I dropped out of watching the show after American Idol Gives Back because it occurred to me at the time that the mega-special was an enormous, possibly fatal, betrayal of the audience, on two grounds. The first is that the American Idol franchise is half built on the art of the tease as they draw out their results shows once a week.
If you're good at it, you can tease the audience for forever. But the only Cardinal Rule of the Tease is that you absolutely, positively must deliver the payoff. During Idol Gives Back, the producers teased the audience for two excruciating hours, pretending that they were going to send someone home. And then, at the final moment, went back on their word. That's very, very bad. It breaks your bargain with the audience and makes them much less forgiving. I don't know if you can ever re-establish that trust once it's gone.
The other betrayal of "Idol Gives Back" was the show's honesty. A big part of the appeal of American Idol is that Simon is unscripted and, if not heartless, then at least clinical enough not to pull his punches because of sentimentality or politeness.

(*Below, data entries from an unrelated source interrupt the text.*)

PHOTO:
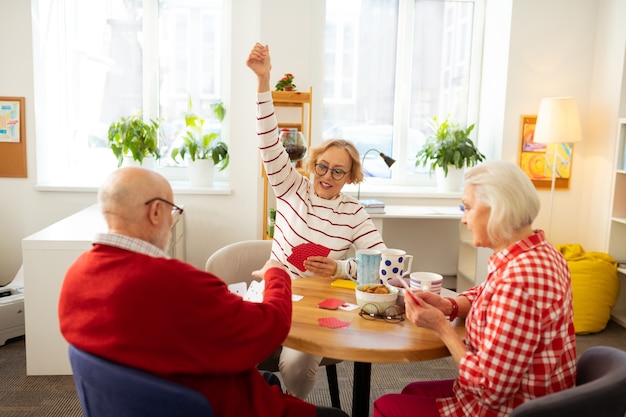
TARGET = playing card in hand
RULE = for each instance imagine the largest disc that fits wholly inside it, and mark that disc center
(301, 252)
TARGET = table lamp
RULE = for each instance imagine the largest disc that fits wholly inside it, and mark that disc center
(557, 122)
(389, 161)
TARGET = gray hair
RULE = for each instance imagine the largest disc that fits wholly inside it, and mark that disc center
(510, 194)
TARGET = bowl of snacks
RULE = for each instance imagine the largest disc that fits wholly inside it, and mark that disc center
(380, 295)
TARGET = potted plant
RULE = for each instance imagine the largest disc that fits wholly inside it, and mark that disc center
(203, 149)
(134, 137)
(449, 149)
(286, 83)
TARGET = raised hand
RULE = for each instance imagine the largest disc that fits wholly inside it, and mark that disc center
(260, 63)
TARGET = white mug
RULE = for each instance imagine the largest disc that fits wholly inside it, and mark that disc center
(367, 264)
(394, 263)
(426, 281)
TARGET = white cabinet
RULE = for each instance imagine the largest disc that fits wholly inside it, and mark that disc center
(617, 227)
(46, 255)
(472, 261)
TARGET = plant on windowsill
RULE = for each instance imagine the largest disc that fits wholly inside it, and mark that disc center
(449, 148)
(286, 83)
(134, 137)
(204, 150)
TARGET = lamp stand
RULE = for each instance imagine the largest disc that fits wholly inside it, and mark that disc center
(554, 146)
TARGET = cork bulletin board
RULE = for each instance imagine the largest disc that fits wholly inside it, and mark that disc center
(12, 137)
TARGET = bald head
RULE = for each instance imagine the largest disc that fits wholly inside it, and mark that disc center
(122, 199)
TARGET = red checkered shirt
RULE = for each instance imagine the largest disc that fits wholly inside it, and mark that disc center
(519, 333)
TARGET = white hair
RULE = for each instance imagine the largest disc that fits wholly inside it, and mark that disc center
(510, 194)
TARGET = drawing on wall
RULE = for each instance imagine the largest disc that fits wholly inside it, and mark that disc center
(10, 119)
(536, 159)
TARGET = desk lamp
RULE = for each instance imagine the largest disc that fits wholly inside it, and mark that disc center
(557, 122)
(389, 161)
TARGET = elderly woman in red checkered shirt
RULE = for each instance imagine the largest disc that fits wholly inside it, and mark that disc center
(520, 340)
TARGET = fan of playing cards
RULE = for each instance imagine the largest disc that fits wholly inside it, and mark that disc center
(301, 252)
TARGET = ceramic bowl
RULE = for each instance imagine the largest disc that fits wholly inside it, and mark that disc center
(381, 301)
(395, 283)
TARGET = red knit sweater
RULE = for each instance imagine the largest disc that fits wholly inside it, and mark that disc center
(169, 318)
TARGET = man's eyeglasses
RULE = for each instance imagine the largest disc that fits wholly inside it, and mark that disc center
(336, 173)
(175, 208)
(391, 314)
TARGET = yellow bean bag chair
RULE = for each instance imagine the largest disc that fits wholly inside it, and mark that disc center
(595, 287)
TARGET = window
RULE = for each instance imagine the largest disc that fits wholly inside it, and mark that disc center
(96, 61)
(382, 87)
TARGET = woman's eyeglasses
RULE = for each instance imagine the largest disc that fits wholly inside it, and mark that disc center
(336, 173)
(391, 314)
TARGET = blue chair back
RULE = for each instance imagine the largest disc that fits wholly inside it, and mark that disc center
(600, 389)
(109, 389)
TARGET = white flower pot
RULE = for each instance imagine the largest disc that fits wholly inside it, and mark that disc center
(201, 173)
(450, 183)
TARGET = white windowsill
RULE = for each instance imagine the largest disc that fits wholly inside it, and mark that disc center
(179, 188)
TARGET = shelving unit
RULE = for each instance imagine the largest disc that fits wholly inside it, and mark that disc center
(472, 262)
(294, 110)
(617, 227)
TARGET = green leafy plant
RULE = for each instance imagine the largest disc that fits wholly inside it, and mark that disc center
(286, 83)
(134, 136)
(450, 145)
(200, 145)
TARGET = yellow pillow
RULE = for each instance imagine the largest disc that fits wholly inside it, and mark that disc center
(595, 287)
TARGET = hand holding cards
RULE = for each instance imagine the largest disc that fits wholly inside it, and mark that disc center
(300, 253)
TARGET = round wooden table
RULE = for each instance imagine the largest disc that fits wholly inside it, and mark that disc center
(364, 341)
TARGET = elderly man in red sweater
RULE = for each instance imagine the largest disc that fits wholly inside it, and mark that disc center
(126, 301)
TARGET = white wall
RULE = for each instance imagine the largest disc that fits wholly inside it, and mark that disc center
(547, 52)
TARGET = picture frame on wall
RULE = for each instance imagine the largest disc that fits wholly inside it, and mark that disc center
(536, 159)
(13, 137)
(11, 115)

That gives the show its tiny frisson of danger. The Idol Gives Back show gave us a neutered, Hallmark-ready Simon. Which is death.
I don't think audiences want to believe that Simon can be as pre-packaged and fake as everyone else on television because it introduces the possibility that even his critical schtick is an act. And the minute audiences believe that Simon is playing a part is the minute Idol starts to wane.
It's completely possible that I'm overstating things, but the numbers on Idol post-Gives Back must be giving Fox a fright--it's down and now tied with the much-diminished House.
Maybe Idol will make a comeback and this is nothing more than a blip, but I suspect that the Gives Back show may have been the night when Idol began its gradual eclipse from the culture.